The therapies range from the traditional approaches to the experimental and the new ones including the following:
Occupational therapy defines the interventions and goals for optimizing the basic skills like chewing, dressing, brushing teeth, drinking, and self-directed activities like recreational and play activities. Occupational therapists offer the children suffering from Rett syndrome more control over the involuntary movements. It can improve the hand movements and can prevent the hands from contracting.
Physical therapy helps in improving or maintaining balance and mobility, address reduced motor skills, strengthening muscles, and maintaining flexibility. Physical therapy is directed towards prevention of deformities like reducing the joint contractures. Weight-bearing exercise is helpful for the health of bones. Maintaining a good postural alignment as well as bracing can help in the slow growth of scoliosis.
Speech-language therapy can help in communication developing skills that include using non-verbal communication forms and other augmentative communication methods. Music therapy is also popularly practiced for children with Rett syndrome and can show positive results.2 This has also been an important part of occupation therapy for Rett syndrome.
The other health care professionals include orthopedic surgeons, pulmonologists, gastroenterologists, neurologists, cardiologists, developmental pediatricians, developmental specialists, nurses, and special education providers. They are important members of this team who can help in treating a child with Rett syndrome effectively.

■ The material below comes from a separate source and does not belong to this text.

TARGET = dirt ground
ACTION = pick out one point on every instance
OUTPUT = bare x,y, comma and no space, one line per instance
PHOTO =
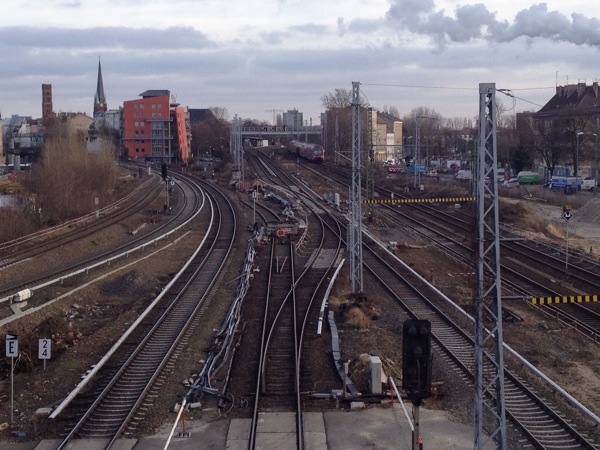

Rett syndrome is a genetic disorder but it rarely passes from one generation to the other. Modern genetic testing is available to detect whether a family member is carrying the responsible gene or not. The disease can be detected at early childhood observing the symptoms and through some diagnostic processes. The disease is not curable; doctors can undertake only symptomatic treatments. Since the disease is really rare, no specific assessment of its prognosis is available. Though the symptoms can create complications, many women lead active life even after the 40s and 50s with the help of supportive treatments. Occupational therapy for Rett syndrome is useful in the assessment of the illness and finding dependable remedies. However, occupational therapies are also symptomatic management and depend a lot on observation.